Até mesmo o fato do primeiro espetáculo “Que tal um Samba?”, da turnê de Chico – pós recebimento da honraria luso-brasileira, com assinatura e presença do presidente Luiz Inácio Lula da Silva , ontem (28), neste sábado (29) e domingo (30), se dar na capital baiana, soma ainda mais emblemas na primeira capital do Brasil e cidade construída pelo império português para ser a rainha do Atlântico Sul. Signos antigos e atuais – históricos, artísticos, políticos, sociais e culturais. Envolvendo não só o premiado autor de “Tanto Mar”, mas também o novo dono do poder no Palácio do Planalto, em seus pensamentos e rumos políticos e ideológicos convergentes.

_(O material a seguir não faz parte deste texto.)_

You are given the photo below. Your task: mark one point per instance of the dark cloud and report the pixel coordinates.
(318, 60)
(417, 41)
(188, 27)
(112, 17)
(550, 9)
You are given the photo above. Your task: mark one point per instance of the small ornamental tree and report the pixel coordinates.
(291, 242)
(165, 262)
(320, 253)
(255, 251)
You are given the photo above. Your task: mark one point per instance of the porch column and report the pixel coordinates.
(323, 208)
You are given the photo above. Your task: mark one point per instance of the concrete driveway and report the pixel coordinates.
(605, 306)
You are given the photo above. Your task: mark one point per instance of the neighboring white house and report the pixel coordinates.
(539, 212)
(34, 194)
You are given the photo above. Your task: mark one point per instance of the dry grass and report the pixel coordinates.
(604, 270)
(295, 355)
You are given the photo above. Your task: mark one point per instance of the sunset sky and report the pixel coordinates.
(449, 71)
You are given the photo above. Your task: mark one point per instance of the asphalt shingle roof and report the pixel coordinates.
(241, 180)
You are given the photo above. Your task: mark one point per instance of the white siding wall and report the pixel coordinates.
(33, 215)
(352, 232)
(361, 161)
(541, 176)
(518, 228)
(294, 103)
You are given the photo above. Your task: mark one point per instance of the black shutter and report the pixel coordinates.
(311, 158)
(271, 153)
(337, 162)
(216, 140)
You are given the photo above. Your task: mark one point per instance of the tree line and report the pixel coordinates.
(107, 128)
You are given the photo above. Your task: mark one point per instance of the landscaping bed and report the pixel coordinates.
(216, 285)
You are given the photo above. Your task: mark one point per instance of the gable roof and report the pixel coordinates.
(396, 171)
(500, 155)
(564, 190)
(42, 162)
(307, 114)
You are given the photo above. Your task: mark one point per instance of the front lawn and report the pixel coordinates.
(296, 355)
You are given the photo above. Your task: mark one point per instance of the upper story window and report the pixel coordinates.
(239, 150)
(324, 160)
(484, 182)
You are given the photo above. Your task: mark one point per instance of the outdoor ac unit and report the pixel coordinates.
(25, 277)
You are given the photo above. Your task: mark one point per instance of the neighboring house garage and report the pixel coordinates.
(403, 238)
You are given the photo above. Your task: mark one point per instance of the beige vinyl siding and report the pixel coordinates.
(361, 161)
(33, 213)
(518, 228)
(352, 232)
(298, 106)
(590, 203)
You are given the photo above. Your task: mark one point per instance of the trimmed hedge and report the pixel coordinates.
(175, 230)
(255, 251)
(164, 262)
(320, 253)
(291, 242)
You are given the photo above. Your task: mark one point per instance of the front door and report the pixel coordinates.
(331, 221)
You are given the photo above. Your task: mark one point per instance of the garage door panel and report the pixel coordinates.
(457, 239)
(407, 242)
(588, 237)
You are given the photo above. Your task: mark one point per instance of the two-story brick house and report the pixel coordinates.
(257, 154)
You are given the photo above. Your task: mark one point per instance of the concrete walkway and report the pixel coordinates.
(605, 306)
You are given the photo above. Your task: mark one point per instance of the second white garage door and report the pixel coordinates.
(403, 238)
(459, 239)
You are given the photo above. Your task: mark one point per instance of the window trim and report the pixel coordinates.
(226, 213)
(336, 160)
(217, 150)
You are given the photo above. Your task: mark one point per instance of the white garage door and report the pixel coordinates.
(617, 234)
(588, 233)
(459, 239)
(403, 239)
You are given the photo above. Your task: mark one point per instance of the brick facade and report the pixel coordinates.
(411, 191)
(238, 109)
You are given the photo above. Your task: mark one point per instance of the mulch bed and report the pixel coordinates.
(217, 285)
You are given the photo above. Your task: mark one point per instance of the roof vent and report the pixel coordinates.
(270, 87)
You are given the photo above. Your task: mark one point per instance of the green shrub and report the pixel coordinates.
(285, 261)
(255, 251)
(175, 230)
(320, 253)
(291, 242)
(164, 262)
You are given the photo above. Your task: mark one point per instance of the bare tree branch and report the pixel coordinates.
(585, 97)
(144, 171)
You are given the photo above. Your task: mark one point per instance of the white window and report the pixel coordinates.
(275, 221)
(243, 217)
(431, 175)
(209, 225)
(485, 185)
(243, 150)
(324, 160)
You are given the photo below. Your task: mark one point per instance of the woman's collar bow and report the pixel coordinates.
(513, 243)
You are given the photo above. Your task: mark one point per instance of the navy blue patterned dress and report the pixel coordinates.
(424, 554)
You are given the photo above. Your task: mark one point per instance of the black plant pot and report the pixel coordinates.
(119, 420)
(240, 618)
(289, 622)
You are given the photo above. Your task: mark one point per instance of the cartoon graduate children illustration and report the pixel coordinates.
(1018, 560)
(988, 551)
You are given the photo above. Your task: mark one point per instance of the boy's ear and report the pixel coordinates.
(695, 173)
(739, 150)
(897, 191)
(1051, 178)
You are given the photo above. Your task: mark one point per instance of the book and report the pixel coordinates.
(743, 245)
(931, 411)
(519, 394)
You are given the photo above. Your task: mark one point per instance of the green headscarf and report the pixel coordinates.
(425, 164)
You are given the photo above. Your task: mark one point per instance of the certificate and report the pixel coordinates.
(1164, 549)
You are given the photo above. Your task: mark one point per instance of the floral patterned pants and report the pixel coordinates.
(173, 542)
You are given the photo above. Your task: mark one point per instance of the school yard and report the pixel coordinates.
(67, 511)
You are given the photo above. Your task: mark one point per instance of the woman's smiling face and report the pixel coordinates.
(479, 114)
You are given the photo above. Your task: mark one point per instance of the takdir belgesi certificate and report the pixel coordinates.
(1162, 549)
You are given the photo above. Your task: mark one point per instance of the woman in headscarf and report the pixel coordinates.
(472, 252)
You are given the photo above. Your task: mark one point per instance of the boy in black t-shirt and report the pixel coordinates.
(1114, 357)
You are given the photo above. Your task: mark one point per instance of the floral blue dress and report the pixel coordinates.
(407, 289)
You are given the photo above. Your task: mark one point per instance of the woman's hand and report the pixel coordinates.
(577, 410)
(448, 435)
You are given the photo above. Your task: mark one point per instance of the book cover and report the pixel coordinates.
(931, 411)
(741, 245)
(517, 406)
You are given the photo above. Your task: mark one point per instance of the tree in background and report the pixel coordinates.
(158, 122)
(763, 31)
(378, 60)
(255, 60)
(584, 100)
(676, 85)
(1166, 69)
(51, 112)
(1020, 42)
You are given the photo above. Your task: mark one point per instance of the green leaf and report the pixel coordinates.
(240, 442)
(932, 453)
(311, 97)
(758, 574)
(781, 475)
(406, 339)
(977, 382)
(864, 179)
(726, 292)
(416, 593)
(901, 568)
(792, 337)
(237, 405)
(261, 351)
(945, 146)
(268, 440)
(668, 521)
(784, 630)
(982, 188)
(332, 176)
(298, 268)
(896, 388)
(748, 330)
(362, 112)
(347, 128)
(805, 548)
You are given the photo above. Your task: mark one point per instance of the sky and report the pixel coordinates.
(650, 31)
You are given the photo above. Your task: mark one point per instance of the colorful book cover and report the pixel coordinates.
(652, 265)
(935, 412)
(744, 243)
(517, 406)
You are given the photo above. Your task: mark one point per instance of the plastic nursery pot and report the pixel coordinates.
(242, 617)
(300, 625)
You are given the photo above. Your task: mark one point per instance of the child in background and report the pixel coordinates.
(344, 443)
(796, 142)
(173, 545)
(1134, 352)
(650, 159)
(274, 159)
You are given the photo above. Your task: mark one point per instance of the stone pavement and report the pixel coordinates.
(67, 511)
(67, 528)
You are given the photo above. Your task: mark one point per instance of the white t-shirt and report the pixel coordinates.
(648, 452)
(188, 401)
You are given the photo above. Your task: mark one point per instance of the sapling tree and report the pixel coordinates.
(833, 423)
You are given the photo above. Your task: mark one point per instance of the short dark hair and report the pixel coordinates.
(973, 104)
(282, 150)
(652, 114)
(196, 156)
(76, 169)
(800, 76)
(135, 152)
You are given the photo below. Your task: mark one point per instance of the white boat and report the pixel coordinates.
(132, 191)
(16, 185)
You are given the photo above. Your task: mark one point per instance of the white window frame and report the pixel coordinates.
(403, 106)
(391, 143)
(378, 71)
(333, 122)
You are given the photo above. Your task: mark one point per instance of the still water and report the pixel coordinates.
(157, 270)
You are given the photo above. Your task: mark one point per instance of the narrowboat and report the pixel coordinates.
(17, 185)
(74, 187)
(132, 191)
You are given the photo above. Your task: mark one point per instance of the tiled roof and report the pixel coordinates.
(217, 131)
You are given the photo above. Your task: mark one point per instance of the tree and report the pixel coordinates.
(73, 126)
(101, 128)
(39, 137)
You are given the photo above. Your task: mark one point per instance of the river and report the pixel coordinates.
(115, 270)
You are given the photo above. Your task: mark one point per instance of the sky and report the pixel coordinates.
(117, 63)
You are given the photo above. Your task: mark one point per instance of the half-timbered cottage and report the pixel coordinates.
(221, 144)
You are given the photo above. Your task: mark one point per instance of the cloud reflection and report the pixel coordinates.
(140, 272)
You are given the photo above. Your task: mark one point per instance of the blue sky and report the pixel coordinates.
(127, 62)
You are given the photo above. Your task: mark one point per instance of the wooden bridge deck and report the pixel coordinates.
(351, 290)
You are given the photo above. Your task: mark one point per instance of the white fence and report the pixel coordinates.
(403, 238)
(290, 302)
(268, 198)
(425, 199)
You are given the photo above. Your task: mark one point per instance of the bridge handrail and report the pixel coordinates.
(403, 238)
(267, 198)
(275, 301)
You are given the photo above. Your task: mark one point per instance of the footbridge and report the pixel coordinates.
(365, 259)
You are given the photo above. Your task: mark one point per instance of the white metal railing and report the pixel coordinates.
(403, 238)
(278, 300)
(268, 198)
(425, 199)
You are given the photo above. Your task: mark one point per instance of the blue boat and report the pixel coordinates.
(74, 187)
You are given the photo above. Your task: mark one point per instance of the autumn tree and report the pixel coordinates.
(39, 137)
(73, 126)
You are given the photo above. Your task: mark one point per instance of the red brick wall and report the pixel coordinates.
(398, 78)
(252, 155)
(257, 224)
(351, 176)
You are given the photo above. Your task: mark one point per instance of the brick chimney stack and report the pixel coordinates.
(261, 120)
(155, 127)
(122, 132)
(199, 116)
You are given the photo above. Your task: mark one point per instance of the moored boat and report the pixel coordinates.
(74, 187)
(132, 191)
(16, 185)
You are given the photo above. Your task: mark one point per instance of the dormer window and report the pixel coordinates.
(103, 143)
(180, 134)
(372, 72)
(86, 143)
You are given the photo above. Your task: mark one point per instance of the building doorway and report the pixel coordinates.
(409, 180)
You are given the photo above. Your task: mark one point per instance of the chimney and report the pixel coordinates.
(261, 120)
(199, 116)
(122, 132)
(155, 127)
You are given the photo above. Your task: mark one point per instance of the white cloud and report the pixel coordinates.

Inevitável também, neste caso, é recordar a figura emblemática do deputado Ulysses Guimarães. Principalmente no tocante ao seu Decálogo do Estadista, que inclui Paciência e Sorte entre os mandamentos fundamentais nos destinos dos vencedores e daqueles que, verdadeiramente são detentores da vocação do sucesso e do poder. Traços que parecem feitos como luvas, para os dois personagens centrais na entrega deste prêmio relevante, – após quatro tenebrosos anos de obscuridade, temores e terrores fascistas – na expressão do ganhador em seu discurso – até chegar, como devido e justo, às mãos de seus legítimo dono. Limpo, como imperativo “e com a rara delicadeza do mandatário anterior, de não sujar o espaço da assinatura do diploma” disse o autor de “Estorvo”, em um dos momentos mais aplaudidos de sua dura da sua significativa e bem humorada fala.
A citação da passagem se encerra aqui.